How to Generate Pseudorandom Permutations Over Other Groups: Even-Mansour and Feistel Revisited

TL;DR

This paper extends classical block cipher schemes like Even-Mansour and Feistel to arbitrary groups, analyzing their security properties and pseudorandomness, and addressing open problems in cryptographic group-based constructions.

Contribution

It generalizes the Even-Mansour and Feistel ciphers to arbitrary groups, proving security properties and resolving open questions about their pseudorandomness.

Findings

Even-Mansour's secrecy holds in group variants.

The group-based Even-Mansour cipher is super pseudorandom.

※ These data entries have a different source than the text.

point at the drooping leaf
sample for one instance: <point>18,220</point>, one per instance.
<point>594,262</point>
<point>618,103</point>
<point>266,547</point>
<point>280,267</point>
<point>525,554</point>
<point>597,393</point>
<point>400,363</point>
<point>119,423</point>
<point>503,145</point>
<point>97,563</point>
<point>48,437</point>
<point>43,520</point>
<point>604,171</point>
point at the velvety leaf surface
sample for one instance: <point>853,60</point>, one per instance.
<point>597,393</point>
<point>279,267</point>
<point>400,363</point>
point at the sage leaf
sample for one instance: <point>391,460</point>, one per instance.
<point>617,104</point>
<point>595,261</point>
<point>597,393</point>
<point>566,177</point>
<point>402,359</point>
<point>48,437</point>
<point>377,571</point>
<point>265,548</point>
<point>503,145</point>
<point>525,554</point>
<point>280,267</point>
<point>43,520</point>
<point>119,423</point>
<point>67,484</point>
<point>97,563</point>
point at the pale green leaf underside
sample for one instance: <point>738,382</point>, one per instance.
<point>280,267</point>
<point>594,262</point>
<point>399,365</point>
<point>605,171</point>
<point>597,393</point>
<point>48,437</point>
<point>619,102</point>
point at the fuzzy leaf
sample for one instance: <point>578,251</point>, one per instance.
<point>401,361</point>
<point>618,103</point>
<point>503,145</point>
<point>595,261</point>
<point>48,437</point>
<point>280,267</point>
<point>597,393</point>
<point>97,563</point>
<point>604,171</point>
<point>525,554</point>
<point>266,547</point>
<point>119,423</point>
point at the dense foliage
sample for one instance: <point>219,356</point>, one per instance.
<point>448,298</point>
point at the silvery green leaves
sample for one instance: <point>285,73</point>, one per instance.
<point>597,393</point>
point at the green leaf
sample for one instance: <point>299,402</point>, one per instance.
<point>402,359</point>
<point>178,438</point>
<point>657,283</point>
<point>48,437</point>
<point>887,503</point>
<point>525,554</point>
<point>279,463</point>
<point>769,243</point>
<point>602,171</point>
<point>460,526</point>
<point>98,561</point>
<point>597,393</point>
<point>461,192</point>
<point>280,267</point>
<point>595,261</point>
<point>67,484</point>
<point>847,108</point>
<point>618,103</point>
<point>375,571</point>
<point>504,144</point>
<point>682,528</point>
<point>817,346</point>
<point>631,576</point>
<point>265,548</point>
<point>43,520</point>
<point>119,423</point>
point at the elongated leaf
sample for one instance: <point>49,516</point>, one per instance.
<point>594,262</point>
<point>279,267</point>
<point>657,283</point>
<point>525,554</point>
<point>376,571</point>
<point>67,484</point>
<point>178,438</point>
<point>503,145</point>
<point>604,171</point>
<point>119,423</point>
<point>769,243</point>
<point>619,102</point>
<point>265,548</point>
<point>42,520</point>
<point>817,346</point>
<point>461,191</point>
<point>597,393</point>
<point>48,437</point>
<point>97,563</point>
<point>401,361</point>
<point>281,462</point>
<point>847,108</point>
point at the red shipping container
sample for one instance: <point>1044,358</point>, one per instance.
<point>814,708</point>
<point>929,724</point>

3-round Feistel over groups is not super pseudorandom.

Abstract

Recent results by Alagic and Russell have given some evidence that the Even-Mansour cipher may be secure against quantum adversaries with quantum queries, if considered over other groups than $(\mathbb{Z}/2)^n$. This prompts the question as to whether or not other classical schemes may be generalized to arbitrary groups and whether classical results still apply to those generalized schemes. In this paper, we generalize the Even-Mansour cipher and the Feistel cipher. We show that Even and Mansour's original notions of secrecy are obtained on a one-key, group variant of the Even-Mansour cipher. We generalize the result by Kilian and Rogaway, that the Even-Mansour cipher is pseudorandom, to super pseudorandomness, also in the one-key, group case. Using a Slide Attack we match the bound found above. After generalizing the Feistel cipher to arbitrary groups we resolve an open problem of Patel, Ramzan, and Sundaram by showing that the $3$-round Feistel cipher over an arbitrary group is not super pseudorandom. Finally, we generalize a result by Gentry and Ramzan showing that the Even-Mansour cipher can be implemented using the Feistel cipher as the public permutation. In this last result, we also consider the one-key case over a group and generalize their bound.